Posted by on April 14, 2012

Infrared photography is a field where there are amazing challenges and stunning effects. It creates a dreamy otherworldly air in the photographs, with foliage turning white or yellow and skies red. The dramatic effect of infrared shooting is possible with both color and black-and-white photography. It is also extremely useful for portrait and wedding photography, in which all the blemishes can be hidden to make the skin look smooth. And other than these artistic effects, infrared photography offers many uses too like spotting camouflage, counterfeit currency notes, and layers below the apparent strokes in an artwork to find out its genuineness as well as history.

Difficulties of Shooting Infrared

Infrared Photo of a Green Tree

Visible Light Photo of the Same Tree

Shooting infrared presents a lot of difficulties because infrared focuses in a different manner than visible light. So also its amount is not dependent on the visible light. Therefore multiple exposures are needed while using the film. The infrared film is sensitive to infrared as well as visible light; therefore an opaque filter needs to be used on the lens and the camera needs to be placed on a tripod. Then the photographer has to compose his shot and then place the filter. The difficulty here is not only that the film is tough to develop, but also that the 35mm film is not manufactured now.

Digital Camera for Shooting Infrared

You will certainly be amazed to know that digital camera can help you here to shoot infrared.

The Hurdles

Digital camera is sensitive to infrared and contains an internal filter to block it. For regular photography this is perfect because it presents the actual color. But for infrared photography, this becomes a hurdle. If you place an external filter to block the visible light, both the internal and external filters counteract with each other so as to make prolonged exposure compulsory. For long exposures the camera should be placed on a tripod and it becomes impossible therefore to shoot clear infrared photos of moving objects.

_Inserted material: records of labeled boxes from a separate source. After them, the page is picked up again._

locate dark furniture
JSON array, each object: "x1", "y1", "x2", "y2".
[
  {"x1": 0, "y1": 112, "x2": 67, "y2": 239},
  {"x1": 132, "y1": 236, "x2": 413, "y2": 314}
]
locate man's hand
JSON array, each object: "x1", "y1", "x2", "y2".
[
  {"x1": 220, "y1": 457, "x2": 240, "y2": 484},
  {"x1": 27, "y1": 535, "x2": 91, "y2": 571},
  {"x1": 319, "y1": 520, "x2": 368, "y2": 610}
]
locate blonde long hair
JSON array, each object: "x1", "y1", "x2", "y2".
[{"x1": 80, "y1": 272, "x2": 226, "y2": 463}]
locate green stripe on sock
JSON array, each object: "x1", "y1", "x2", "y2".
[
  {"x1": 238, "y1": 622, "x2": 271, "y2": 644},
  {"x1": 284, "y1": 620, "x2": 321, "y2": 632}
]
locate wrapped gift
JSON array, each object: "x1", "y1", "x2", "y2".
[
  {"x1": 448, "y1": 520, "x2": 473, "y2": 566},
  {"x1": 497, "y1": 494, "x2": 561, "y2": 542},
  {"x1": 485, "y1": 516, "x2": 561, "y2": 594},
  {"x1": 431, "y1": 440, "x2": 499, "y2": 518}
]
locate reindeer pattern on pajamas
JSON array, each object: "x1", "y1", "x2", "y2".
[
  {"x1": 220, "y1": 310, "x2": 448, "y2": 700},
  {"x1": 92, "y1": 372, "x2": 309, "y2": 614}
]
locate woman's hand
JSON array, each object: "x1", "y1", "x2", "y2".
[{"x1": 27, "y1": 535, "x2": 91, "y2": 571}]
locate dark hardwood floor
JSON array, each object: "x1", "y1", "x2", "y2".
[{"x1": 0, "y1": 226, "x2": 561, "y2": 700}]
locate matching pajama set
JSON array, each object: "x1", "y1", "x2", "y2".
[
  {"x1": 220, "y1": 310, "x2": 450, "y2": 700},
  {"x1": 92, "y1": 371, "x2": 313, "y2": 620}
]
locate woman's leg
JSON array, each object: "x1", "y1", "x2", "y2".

Conversion of Digital Camera

Because of these difficulties, external filter is quite impractical for shooting infrared with a digital camera. Therefore it is best to convert the digital camera fully, in which the internal hot mirror of the digital camera is taken out and a filter which lets only infrared light is fixed in its place. Because of this arrangement, clear infrared shots of moving objects become possible while holding the camera in hand that too with regular exposure time and low ISO. Because there is no filter on lens, you can easily switch the lens and composition is easy. Converted digital camera is best for infrared portraits because the person doesn’t have to stand still for a longer time for a prolonged exposure. So also, since the filter is inside and not on the lens, you can use autofocus too.

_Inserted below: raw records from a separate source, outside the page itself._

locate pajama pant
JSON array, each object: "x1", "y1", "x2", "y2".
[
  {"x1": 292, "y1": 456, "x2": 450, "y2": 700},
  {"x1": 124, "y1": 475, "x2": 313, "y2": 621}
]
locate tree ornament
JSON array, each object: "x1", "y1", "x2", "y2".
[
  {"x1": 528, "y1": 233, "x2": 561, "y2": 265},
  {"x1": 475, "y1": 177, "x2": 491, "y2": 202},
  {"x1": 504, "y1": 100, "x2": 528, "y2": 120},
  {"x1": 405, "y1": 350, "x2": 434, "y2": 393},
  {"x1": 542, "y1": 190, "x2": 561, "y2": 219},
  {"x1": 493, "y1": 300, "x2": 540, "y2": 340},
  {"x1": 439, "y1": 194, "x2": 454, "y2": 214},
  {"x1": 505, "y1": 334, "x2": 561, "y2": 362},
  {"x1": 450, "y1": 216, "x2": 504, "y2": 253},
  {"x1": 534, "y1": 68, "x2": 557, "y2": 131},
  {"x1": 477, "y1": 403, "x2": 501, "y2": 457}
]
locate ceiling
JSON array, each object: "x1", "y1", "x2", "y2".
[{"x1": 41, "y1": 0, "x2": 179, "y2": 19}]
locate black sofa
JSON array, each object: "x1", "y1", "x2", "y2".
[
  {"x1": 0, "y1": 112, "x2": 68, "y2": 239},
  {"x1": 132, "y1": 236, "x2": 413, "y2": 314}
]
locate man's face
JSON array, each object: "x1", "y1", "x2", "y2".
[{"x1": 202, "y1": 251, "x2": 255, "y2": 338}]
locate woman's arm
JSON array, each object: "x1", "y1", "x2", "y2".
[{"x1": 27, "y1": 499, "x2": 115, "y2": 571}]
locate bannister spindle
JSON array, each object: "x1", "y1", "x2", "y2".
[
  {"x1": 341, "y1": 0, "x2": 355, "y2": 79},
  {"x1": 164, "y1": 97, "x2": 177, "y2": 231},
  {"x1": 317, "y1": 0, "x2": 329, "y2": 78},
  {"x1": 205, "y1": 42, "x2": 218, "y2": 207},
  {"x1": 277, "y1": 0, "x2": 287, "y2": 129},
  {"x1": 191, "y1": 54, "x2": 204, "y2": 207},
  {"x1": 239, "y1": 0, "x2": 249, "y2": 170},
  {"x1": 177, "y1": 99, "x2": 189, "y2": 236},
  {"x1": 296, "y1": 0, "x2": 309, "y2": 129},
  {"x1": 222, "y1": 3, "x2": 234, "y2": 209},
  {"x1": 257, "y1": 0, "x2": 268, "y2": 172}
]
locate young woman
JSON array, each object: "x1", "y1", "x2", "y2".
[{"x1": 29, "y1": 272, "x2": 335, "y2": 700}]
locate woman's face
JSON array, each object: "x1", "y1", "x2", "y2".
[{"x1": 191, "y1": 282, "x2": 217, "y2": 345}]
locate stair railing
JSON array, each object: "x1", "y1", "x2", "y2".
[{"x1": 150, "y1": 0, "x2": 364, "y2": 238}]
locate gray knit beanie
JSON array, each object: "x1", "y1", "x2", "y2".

Full Spectrum Conversion of Digital Camera

A Full Spectrum Photo

Full spectrum conversion of a digital camera includes replacing the internal hot mirror by a clear glass filter. Because of this, the camera becomes sensitive to visible, infrared and ultraviolet lights. This is great for those who want to use their camera for visible and UV light rather than only for IR light. In such a conversion, you have to place external filters to take photos of IR, UV, visible lights or any combination, according to your need. Many hot mirrors have built-in anti-aliasing filter too, removing which you can take sharper photos.

 

 

UV Photo of Messier 101 Galaxy

Full spectrum photography is very useful for taking photos of certain stars which are visible only in the UV or IR spectrum. There are various other uses of full spectrum photography like forensics, game hunting, surveillance of plant population and greater light sensitivity images.